Il n’est pas toujours facile de comprendre la signification des affrontements impérialistes. Mais les réduire à l’avidité pour le contrôle des matières premières est insuffisant. Cette soif de dominationexistait déjà à l’époque des pharaons. Les rivalités impérialistes de la fin du XIXème siècle exprimaient la soif du capital industriel contraint de se développer en débordant les frontières ationales. Même si cet aspect existe toujours, un facteur majeur est aujourd’hui l’étouffement définitif du capital industriel par les capitaux fictifs. Ne voir que des rivalités "nationales", l’impérialisme USA essayant de garder sa position dominante, laisse croire que le tour de la Chine serait venu. C’est nier l’effondrement du capitalisme. Les "barbares" qui conquirent l’empire romain n’en prirent pas la tête en l’incluant dans un plus grand empire. Le mode de production esclavagiste s’effondrait. Seul le mode de production féodal fit repartir la machine. Le mode de production capitaliste s’effondre sous le poids de la suraccumulation. La société est mûre pour le mode de production socialiste.

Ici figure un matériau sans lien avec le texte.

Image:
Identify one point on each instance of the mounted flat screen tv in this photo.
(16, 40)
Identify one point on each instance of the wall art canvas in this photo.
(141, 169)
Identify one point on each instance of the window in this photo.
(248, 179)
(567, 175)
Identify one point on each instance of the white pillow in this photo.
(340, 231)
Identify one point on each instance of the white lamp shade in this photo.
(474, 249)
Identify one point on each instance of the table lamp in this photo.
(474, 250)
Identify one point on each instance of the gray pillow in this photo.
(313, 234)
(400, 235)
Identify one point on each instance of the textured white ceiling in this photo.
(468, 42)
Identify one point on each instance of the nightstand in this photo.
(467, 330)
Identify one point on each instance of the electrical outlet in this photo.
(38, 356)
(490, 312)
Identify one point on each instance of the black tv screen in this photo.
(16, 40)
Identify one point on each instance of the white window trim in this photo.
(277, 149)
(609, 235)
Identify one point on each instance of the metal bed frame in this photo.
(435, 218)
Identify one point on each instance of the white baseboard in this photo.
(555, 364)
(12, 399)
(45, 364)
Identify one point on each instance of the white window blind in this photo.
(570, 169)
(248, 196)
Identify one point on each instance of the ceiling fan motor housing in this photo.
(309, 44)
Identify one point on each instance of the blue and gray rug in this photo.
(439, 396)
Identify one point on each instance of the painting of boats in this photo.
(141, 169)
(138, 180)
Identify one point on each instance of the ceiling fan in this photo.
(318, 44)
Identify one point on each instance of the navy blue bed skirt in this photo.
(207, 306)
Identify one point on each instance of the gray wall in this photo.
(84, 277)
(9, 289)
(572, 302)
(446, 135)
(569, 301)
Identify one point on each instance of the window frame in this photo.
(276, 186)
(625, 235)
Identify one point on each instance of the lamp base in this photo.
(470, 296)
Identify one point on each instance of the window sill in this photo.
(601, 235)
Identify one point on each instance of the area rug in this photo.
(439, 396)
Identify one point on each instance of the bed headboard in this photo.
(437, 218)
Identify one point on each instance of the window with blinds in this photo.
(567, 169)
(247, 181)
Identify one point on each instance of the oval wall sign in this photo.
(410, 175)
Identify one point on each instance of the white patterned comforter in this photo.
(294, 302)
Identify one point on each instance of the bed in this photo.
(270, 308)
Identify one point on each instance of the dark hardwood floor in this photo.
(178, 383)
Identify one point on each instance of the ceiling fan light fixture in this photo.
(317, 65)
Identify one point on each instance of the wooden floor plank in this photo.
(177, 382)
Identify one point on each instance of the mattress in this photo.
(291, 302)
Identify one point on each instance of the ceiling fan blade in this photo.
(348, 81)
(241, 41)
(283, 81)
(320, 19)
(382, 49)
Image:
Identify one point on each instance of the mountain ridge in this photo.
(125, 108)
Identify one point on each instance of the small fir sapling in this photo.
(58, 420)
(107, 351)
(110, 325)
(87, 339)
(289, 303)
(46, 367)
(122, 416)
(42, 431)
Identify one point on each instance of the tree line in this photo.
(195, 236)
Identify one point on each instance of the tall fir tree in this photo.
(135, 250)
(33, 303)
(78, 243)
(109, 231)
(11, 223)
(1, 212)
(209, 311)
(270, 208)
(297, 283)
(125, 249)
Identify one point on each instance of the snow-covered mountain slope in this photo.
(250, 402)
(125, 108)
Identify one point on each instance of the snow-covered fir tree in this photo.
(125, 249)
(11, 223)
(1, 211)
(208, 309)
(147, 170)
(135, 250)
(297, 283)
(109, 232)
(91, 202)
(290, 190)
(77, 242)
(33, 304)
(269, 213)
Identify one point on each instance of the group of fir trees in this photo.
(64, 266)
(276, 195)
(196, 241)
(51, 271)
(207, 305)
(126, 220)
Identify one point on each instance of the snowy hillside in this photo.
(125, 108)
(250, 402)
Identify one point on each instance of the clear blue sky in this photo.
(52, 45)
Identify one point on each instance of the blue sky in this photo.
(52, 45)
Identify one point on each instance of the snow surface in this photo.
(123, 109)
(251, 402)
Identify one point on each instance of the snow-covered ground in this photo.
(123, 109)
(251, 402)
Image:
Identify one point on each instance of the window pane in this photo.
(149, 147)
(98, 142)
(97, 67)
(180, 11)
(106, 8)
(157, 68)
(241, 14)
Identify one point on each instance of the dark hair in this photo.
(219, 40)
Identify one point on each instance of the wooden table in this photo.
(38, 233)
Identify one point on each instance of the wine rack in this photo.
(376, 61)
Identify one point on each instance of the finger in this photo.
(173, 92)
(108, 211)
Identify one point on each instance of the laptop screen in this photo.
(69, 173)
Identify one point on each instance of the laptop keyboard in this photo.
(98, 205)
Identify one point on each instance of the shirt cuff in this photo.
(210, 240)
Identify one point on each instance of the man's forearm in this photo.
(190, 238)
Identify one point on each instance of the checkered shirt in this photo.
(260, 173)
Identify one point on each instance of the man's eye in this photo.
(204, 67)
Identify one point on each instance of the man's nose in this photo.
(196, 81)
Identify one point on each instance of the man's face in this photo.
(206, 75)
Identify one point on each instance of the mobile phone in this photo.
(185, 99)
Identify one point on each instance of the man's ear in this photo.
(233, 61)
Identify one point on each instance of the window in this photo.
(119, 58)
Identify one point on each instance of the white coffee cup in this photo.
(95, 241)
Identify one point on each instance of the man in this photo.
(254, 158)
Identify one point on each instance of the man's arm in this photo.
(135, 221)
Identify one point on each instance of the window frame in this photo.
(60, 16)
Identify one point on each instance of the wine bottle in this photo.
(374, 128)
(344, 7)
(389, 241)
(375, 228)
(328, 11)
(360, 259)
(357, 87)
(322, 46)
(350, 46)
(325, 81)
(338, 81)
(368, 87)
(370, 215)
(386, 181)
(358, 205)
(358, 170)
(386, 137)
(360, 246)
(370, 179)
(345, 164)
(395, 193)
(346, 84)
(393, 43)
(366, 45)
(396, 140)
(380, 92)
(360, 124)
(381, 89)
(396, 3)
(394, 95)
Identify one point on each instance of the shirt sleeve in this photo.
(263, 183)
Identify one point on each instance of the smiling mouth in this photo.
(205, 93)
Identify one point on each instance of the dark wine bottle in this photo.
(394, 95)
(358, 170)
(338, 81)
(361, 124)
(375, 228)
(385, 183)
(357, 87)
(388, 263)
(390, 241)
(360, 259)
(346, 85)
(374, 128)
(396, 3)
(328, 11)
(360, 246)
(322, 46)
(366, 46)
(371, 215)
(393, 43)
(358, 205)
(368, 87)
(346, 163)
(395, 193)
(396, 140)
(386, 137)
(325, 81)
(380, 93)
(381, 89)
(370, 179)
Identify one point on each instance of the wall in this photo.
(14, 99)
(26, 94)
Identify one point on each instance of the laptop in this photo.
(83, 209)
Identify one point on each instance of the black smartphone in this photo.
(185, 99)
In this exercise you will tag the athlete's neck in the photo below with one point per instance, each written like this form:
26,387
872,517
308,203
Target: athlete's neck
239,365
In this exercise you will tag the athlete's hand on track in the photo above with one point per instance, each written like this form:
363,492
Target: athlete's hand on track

La dénonciation des USA et d’Israël est la principale politique étrangère proposée par les trois candidats soi-disant "trotskistes" aux présidentielles. « A bas les guerres impérialistes, vive la guerre civile ! » n’est pas un slogan révolutionnaire qu’ils mettront en avant. Or la révolution prolétarienne est bien une guerre civile. Seule les slogans de la propagande pour la révolution socialiste permettront à la classe ouvrière de comprendre, pour les exploiter à leur profit, les guerres impérialistes.